As volunteers return to the field, battling COVID will be a significant part of their work. In October 2021 testimony to the House Foreign Affairs Committee, Acting Director Carol Spahn said, “The Peace Corps is committed to playing a critical role in global COVID-19 response and recovery by returning volunteers to work in partnership with underserved communities around the world. ”

Climate change is also a priority. “There’s no time to waste,” Spahn said in a recent interview. She continues, “Countries where volunteers serve are feeling some of the most damaging effects of climate change, and Peace Corps will be partnering with communities across sectors.”

While it has been more than twenty years since Congress reauthorized the original Peace Corps Act, last September Democrats and Republicans on the House Foreign Affairs Committee came together to pass HR 1456 by a vote of 44 to 4. The rest of Congress should follow their lead .
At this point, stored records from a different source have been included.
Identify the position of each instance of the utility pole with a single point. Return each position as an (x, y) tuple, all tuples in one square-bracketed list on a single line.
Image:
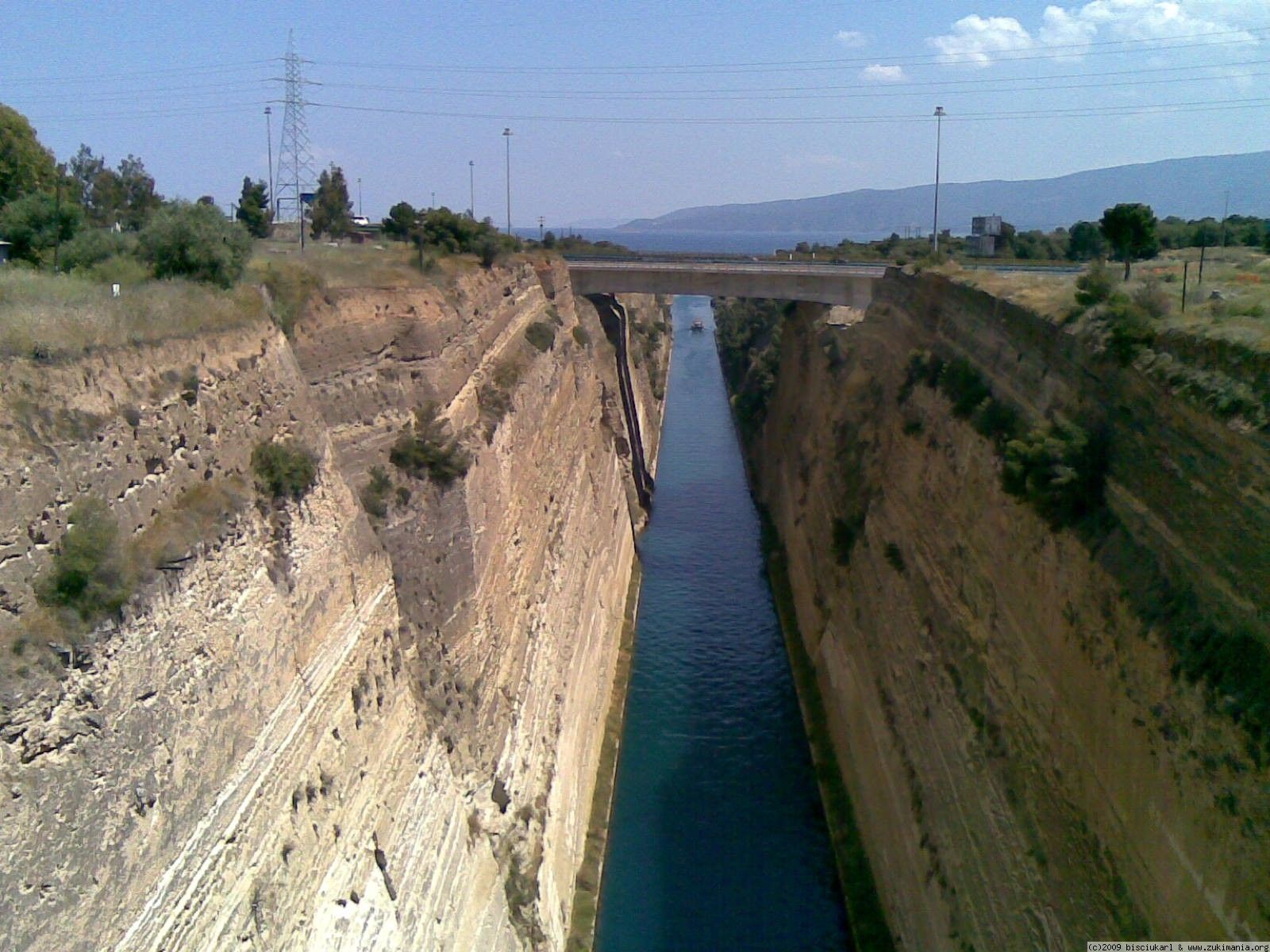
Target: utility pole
[(268, 135), (57, 217), (939, 131), (507, 139)]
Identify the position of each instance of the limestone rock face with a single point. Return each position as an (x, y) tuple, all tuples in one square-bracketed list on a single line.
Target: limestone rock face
[(318, 730), (1026, 770)]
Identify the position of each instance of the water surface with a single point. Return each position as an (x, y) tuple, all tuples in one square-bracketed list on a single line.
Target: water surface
[(718, 837)]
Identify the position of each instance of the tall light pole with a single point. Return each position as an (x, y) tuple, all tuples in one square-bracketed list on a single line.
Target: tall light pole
[(939, 130), (507, 139), (268, 133)]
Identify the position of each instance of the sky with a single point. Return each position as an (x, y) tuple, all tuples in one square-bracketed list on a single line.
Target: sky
[(630, 109)]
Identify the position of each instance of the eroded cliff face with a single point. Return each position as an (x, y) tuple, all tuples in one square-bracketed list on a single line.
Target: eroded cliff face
[(317, 729), (1026, 767)]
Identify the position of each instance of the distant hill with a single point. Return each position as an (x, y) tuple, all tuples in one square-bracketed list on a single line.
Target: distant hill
[(1191, 188)]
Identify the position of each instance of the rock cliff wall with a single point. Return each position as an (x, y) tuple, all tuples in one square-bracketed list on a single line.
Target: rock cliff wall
[(1026, 767), (311, 729)]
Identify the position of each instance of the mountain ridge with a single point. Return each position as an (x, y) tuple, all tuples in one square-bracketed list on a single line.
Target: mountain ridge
[(1191, 188)]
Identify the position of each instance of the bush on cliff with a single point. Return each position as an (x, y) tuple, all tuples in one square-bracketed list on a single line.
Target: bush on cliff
[(1094, 286), (283, 470), (1060, 469), (194, 240), (92, 571), (375, 494), (425, 451)]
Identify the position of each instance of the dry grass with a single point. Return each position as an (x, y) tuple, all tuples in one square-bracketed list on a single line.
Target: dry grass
[(52, 317), (380, 264), (1045, 294), (1240, 276)]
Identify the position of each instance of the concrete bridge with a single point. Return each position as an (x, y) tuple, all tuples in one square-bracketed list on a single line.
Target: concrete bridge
[(849, 285)]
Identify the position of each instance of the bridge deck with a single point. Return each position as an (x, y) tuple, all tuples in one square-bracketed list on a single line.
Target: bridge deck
[(798, 281)]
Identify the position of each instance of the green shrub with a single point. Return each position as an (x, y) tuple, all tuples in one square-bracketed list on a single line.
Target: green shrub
[(118, 270), (964, 386), (488, 251), (924, 367), (184, 240), (1128, 329), (283, 470), (845, 535), (1058, 469), (375, 493), (92, 573), (290, 285), (95, 245), (997, 420), (1153, 298), (541, 336), (1095, 286), (425, 451), (201, 513), (895, 558)]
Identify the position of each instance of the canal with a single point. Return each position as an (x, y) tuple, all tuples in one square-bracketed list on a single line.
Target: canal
[(718, 838)]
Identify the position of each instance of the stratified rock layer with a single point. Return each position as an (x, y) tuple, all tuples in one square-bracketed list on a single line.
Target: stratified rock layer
[(1026, 770), (321, 731)]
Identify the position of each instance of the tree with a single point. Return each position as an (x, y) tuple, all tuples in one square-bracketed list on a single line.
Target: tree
[(36, 222), (125, 196), (254, 209), (188, 240), (84, 169), (402, 221), (25, 165), (137, 190), (332, 211), (1130, 232)]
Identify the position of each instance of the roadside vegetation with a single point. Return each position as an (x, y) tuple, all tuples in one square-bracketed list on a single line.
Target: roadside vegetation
[(1134, 232), (749, 334)]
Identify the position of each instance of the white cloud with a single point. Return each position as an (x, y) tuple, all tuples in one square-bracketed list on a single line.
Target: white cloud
[(817, 160), (883, 74), (975, 38), (1067, 29)]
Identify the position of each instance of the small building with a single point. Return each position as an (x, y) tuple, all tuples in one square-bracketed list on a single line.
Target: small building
[(984, 232), (987, 225)]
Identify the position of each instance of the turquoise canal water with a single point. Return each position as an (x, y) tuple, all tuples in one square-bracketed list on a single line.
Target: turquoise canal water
[(718, 839)]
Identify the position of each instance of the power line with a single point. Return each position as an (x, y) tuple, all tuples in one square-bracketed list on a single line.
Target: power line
[(1194, 106), (868, 92), (1053, 52)]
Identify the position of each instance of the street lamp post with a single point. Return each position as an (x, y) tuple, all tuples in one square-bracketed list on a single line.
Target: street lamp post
[(939, 130), (507, 139)]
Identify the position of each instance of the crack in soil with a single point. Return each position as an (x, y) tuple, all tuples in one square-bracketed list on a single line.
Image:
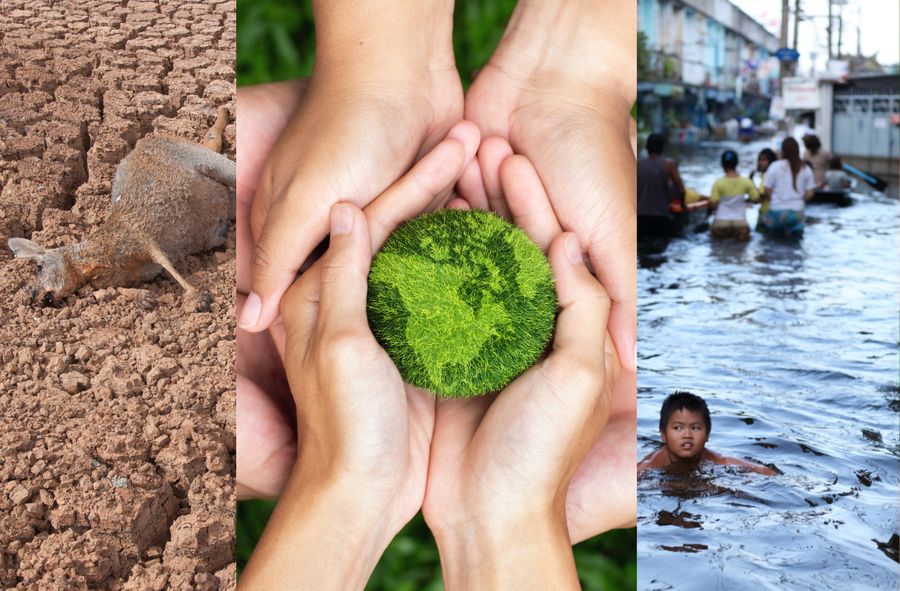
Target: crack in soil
[(121, 375)]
Now is the time for action as volunteers again prepare for service. You can help by urging NH Reps. Annie Kuster and Chris Pappas to pass the Peace Corps Reauthorization Act (HR1456) in the House as soon as possible. Also, encourage New Hampshire’s Sens. Shaheen and Hassan to support this legislation as well.

Volunteers work in health care, agriculture, education, environmental issues and social services and their efforts have touched millions of people. As one of 600 teachers in Nigeria in the mid-sixties, I can report the graduation rate of Nigerian high school students increased significantly, with a doubling of the high-school graduates going on to college.

I am grateful for my Peace Corps experience for pointing me in the direction of my professional career in medicine as well as providing me the foundation for my ongoing community and government service.